10Nov. A rambling text on expensive wine, the nature of generosity and so on.

"The price is, of course, quite out there but the more expensive wine I'm lucky enough to taste the more warranted these prices seem. I've never heard a bad thing about this wine and I've never had the pleasure. If it were my money I'd be inclined to spend it on Bordeaux but if I were to receive it I would definitely be incredibly excited. I've enjoyed some (much cheaper) wines from the Northern Rhone that inspired this (Hermitage. All syrah) and have been very impressed with how much is going on in there. So yes, I agree that a wine-lover (one who enjoys great wines for their greatness, not necessarily for their regions or styles) would be crazy about it.

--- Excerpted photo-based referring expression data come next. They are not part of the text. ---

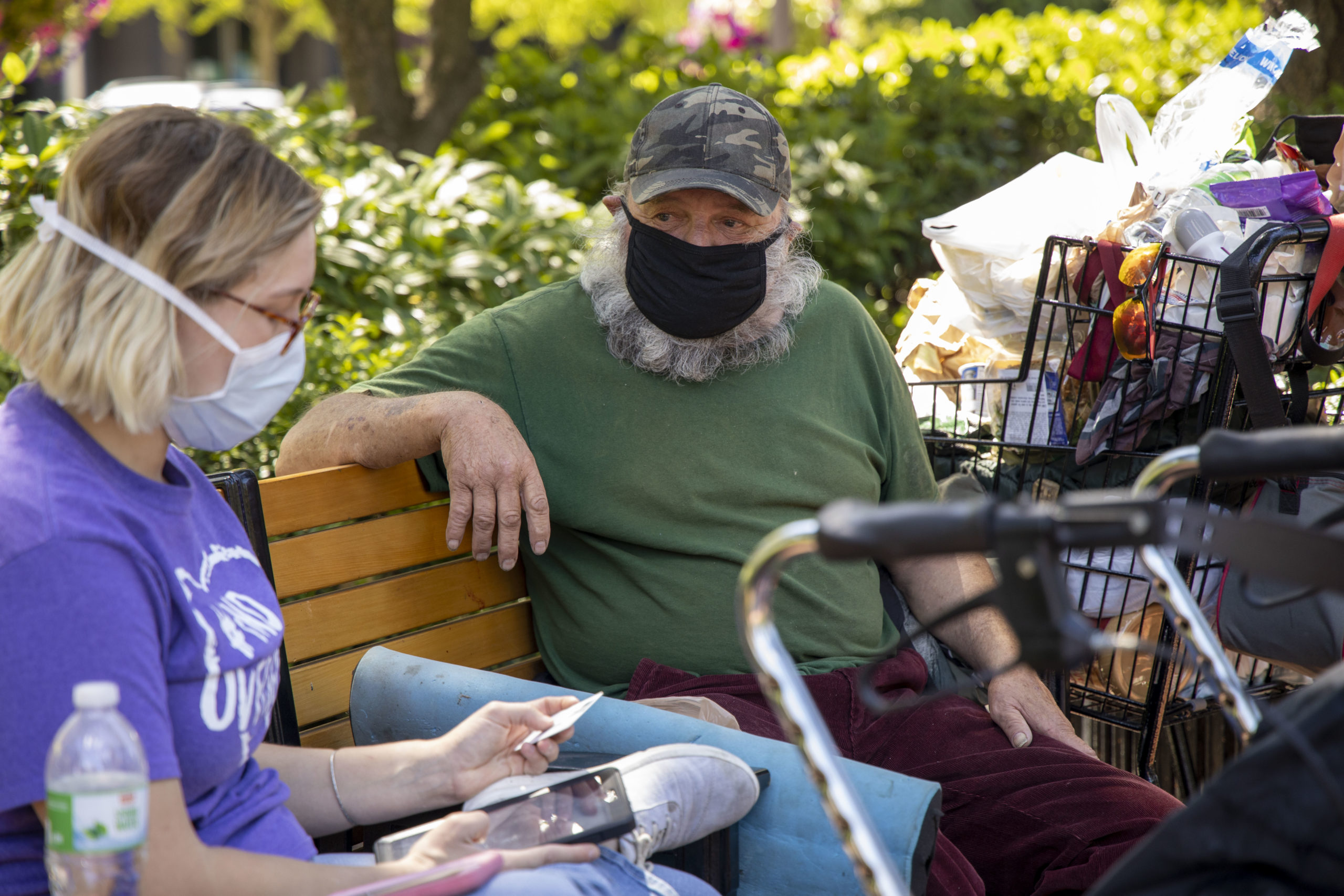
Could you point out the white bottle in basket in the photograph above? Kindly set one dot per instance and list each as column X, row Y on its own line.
column 97, row 798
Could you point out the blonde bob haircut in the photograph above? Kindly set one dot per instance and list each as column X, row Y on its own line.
column 198, row 202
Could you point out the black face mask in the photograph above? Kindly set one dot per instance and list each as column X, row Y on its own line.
column 694, row 292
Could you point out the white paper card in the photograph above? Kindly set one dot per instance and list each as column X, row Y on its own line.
column 561, row 721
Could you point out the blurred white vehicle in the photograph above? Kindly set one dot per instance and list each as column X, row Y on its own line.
column 214, row 96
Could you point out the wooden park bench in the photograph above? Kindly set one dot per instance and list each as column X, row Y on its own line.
column 359, row 559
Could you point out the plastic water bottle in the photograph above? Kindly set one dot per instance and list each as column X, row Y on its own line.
column 97, row 798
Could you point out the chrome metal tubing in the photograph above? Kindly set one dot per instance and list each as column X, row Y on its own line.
column 1156, row 480
column 1190, row 621
column 799, row 715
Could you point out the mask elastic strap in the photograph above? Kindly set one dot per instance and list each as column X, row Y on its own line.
column 54, row 222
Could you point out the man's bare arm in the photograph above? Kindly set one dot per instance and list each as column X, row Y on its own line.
column 1019, row 703
column 492, row 475
column 936, row 585
column 355, row 428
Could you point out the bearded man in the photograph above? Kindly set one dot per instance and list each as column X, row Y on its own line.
column 698, row 386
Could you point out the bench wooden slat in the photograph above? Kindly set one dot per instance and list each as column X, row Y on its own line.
column 331, row 735
column 349, row 553
column 342, row 620
column 339, row 493
column 527, row 668
column 322, row 688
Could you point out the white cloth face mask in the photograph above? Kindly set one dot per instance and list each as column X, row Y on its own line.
column 260, row 379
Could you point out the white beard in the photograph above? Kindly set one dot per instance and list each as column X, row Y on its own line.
column 792, row 277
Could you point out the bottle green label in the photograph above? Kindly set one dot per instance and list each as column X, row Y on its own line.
column 97, row 823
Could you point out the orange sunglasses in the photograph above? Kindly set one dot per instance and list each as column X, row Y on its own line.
column 296, row 325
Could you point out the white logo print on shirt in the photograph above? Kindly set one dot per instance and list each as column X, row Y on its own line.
column 249, row 691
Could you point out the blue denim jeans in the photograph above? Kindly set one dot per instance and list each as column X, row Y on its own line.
column 611, row 875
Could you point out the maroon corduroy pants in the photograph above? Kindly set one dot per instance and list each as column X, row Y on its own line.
column 1022, row 821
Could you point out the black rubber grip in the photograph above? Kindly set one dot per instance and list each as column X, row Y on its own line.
column 1280, row 452
column 851, row 530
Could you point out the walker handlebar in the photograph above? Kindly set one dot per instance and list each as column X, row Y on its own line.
column 855, row 530
column 1288, row 450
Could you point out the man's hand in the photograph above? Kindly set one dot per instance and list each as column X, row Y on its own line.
column 1021, row 704
column 492, row 477
column 480, row 751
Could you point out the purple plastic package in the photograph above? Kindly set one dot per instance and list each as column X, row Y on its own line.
column 1288, row 198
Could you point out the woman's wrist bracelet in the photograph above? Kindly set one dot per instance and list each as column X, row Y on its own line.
column 337, row 790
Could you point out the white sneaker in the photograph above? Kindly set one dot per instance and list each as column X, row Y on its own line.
column 679, row 793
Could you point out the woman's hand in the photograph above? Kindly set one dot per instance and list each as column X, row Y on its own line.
column 463, row 835
column 480, row 751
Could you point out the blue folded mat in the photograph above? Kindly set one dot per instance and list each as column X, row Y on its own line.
column 786, row 844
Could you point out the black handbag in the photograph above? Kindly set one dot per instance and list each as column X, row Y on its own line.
column 1276, row 621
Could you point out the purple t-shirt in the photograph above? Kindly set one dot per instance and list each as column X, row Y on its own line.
column 105, row 574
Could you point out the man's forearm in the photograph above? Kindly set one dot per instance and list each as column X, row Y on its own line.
column 362, row 429
column 933, row 586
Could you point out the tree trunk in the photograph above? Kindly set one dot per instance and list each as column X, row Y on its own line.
column 781, row 27
column 454, row 76
column 369, row 45
column 264, row 23
column 1308, row 77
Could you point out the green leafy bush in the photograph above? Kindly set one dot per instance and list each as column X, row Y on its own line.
column 884, row 136
column 407, row 248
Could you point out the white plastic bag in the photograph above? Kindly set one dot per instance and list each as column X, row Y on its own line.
column 992, row 248
column 1119, row 127
column 1203, row 121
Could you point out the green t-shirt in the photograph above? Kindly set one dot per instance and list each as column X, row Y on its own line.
column 659, row 491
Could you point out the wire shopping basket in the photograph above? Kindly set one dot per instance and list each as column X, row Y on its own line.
column 1070, row 413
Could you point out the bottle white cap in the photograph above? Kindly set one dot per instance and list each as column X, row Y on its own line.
column 97, row 695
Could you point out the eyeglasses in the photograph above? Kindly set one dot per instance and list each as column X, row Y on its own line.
column 296, row 325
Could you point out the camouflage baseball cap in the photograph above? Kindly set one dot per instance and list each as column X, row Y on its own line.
column 716, row 139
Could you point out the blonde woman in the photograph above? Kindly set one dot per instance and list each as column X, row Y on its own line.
column 164, row 301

But if you're dealing with somebody who is just starting out with wines I'd be afraid that the nuances might go over their head. I believe in leading up to great wine by learning on good wine. The more experience the greater the articulation which I think leads to a greater appreciation. Or, to put it another way, all the little things that make great sex great sex would be lost on a virgin. It may be fantastic, but without the experience to appreciate the effort...well...
that's my take on it. "

Such was how I responded to a friend of mine who'd sent me an article in the WSJ about Penfold's mighty Grange and how it was the ultimate gift for the wine lover, wine devotee or those interested in wine this season.

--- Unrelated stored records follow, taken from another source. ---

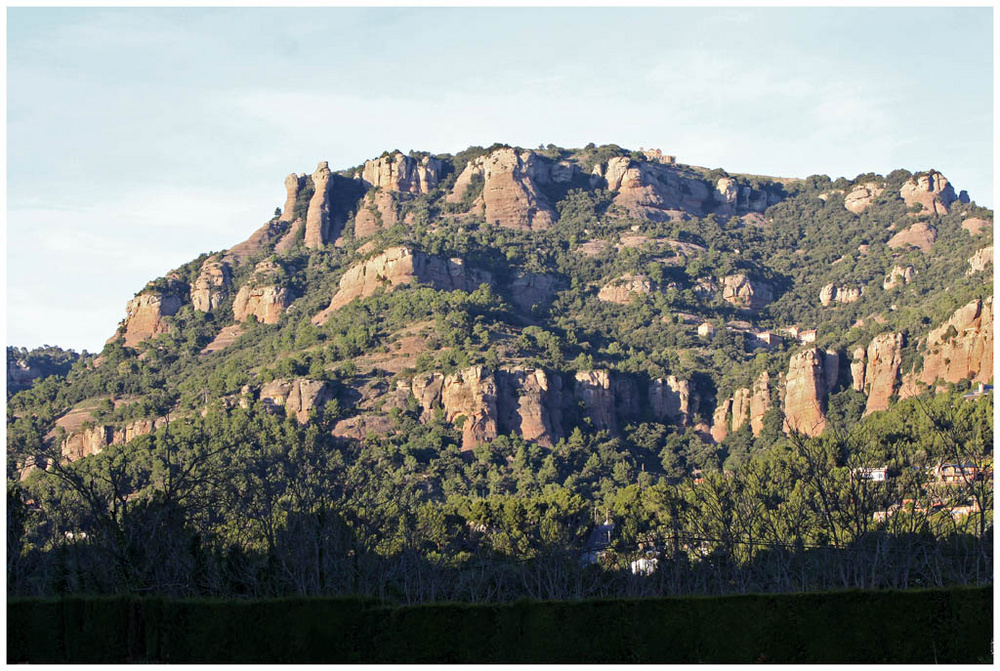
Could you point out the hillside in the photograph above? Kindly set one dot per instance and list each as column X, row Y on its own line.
column 564, row 328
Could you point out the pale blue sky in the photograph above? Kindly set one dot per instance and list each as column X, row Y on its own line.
column 139, row 138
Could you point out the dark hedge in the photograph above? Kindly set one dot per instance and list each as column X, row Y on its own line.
column 913, row 626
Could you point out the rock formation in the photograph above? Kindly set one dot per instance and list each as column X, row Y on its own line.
column 883, row 359
column 145, row 313
column 293, row 184
column 529, row 403
column 94, row 439
column 262, row 296
column 931, row 190
column 861, row 196
column 670, row 400
column 625, row 288
column 898, row 276
column 400, row 173
column 832, row 293
column 918, row 235
column 298, row 397
column 979, row 260
column 318, row 215
column 397, row 266
column 975, row 225
column 651, row 190
column 959, row 349
column 530, row 289
column 510, row 196
column 743, row 292
column 212, row 286
column 812, row 375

but I've rethought it a bit and now I'm not sure whether it's as clear as I vaguely described. Before I put the effort into my wine education I'd been exposed to several very nice wines. That is to say, before I would consider myself ready. Was that a waste of wine? I certainly don't think so but I do sort of regret that I wasn't able to enjoy them for what that were. I certainly hope that the people who shared these wines with me don't regret having done so if I couldn't eke out all that I could. I mean, to some degree I still don't think I was fully qualified to go to Pinot Camp but the thing that I do have is a genuine passion to learn more. Which, in part, was fueled by tasting outstanding wine and wanting to experience that again. So, in a way, all those who have brought in a stellar bottle of wine to share with me have directly influenced the quality of the current, and future, wine selections at Baan Sawan and future projects.
So. Is it a good idea to buy somebody who knows little about wine a remarkable, and expensive, bottle? If I say "no" with the reasoning that they won't fully appreciate it then I turn my back on the possibility that experiencing that wine might be epiphanic and drive the recipient to explore and learn and, ultimately, pass on their knowledge and wines to others to continue the cycle. Which is good. Or they might wait until they're drunk to chug it and waste it entirely. Which is bad.
At the end of the day, I suppose, we are talking about a gift. And what they do with it or how they appreciate it shouldn't concern us too much. A favorite Sartre quote of mine is "...all which I give, I enjoy in a higher manner through the fact that I give it away. To give is to enjoy possessively the object which one gives." He seemed to say this almost dismissively, as though it diminished the generosity itself. I don't think that's necessarily true. While it may not be "cool" to admit it, I revel in my petite bourgeoisie materialism. I don't have a lot but I enjoy what I do have and part of having is sharing, which illustrates that I have that which I'm sharing. This doesn't have to be bad. I'm not an ass about it but I do like to be able to give. And it helps that I'm constantly humbled by my meager income. And I do so love to educate and be educated.
Anyway. I've digressed, to some degree.
I suppose what I'm saying is that I now think that a gift of Grange, if you can afford it, would be a wonderful gift for anybody with a genuine interest in wine, experience notwithstanding.